The country that seems so attractive to so many Americans fatigued by Trump, racism, and conservative politics is not immune to the violent nationalism that plagues its southern neighbors. For the Globe and Mail, Shannon Carranco and Jon Milton examine some 150,000 messages posted on a video game app to expose the new Canadian far-right’s attempts to expand its network, recruit members, and influence politics. Better educated and organized than past generations, this new generation of racist, anti-immigrant, sexist homophobes aims to create a white ethno-state. Rather than paraphrase the nationalists’ vitriol, the Globe chose “transparency and accuracy” by including direct transcripts of offensive conversations in order, the paper writes, to paint “a disturbing portrait of a virulent subculture that speaks in a graphic, hate-fuelled vernacular.” This is excellent reporting.
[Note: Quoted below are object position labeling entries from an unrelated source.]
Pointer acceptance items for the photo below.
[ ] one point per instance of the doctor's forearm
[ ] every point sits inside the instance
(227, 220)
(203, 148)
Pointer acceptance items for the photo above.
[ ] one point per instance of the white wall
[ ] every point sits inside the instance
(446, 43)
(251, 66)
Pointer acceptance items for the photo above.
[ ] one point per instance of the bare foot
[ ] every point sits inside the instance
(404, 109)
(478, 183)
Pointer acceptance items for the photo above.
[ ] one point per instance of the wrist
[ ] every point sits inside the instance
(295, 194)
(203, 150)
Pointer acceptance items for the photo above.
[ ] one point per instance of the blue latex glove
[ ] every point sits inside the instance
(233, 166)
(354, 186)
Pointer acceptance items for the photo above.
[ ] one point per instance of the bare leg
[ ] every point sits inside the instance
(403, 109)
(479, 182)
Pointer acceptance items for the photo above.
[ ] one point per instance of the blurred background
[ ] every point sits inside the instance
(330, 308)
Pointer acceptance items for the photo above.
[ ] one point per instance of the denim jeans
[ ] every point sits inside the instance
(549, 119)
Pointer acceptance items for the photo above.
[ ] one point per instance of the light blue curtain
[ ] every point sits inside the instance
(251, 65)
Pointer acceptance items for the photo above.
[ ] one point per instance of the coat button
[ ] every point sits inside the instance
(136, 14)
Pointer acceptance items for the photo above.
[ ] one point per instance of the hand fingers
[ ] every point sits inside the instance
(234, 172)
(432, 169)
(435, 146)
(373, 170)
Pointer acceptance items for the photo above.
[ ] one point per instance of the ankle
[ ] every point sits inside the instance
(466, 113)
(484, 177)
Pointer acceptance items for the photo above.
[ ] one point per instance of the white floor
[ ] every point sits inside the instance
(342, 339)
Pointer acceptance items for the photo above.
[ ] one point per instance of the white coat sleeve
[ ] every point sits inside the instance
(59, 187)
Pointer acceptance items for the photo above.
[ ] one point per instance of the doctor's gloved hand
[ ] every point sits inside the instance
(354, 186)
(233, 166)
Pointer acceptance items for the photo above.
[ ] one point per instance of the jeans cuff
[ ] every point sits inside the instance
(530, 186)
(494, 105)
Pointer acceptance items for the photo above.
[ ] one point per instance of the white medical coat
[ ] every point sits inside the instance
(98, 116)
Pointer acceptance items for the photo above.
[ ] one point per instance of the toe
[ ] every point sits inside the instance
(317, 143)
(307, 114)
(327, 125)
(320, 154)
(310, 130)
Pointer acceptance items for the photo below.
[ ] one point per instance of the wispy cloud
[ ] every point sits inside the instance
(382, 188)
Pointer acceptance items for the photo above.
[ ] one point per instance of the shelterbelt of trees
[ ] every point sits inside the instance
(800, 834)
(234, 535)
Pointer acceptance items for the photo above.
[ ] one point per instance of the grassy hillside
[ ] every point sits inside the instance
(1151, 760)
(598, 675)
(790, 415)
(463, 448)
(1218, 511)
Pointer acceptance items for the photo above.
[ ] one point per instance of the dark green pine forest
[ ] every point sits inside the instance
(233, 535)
Not long ago, the far right seemed a negligible force. In 2014, CSIS declared on its website that right-wing extremism was not a significant problem in Canada. In part, that lack of concern reflected a view of the far right as self-defeatingly fractious. Groups tended to spring up – and disappear – with regularity, often destroyed by infighting. They were dismissed as an ineffectual rump of high-school dropouts who couldn’t effectively organize anything.
According to Barbara Perry, a professor at the University of Ontario Institute of Technology and a leading expert on the far right in Canada, the threat of far-right violence here is often underestimated. Between 1985 and 2015, her research shows, roughly 120 violent incidents in Canada could be attributed to far-right groups and individuals. That compares, she says, with a relative handful of incidents that can be attributed to Islamist-inspired suspects, who tend to draw far more intense scrutiny from police and intelligence agencies.
Among the most horrific examples in recent years were a deliberate attack on police in New Brunswick in 2014, in which three officers were killed; and a shooting at a Quebec City mosque in January, 2017, that left six people dead. In both cases, the men convicted of the killings had been radicalized online.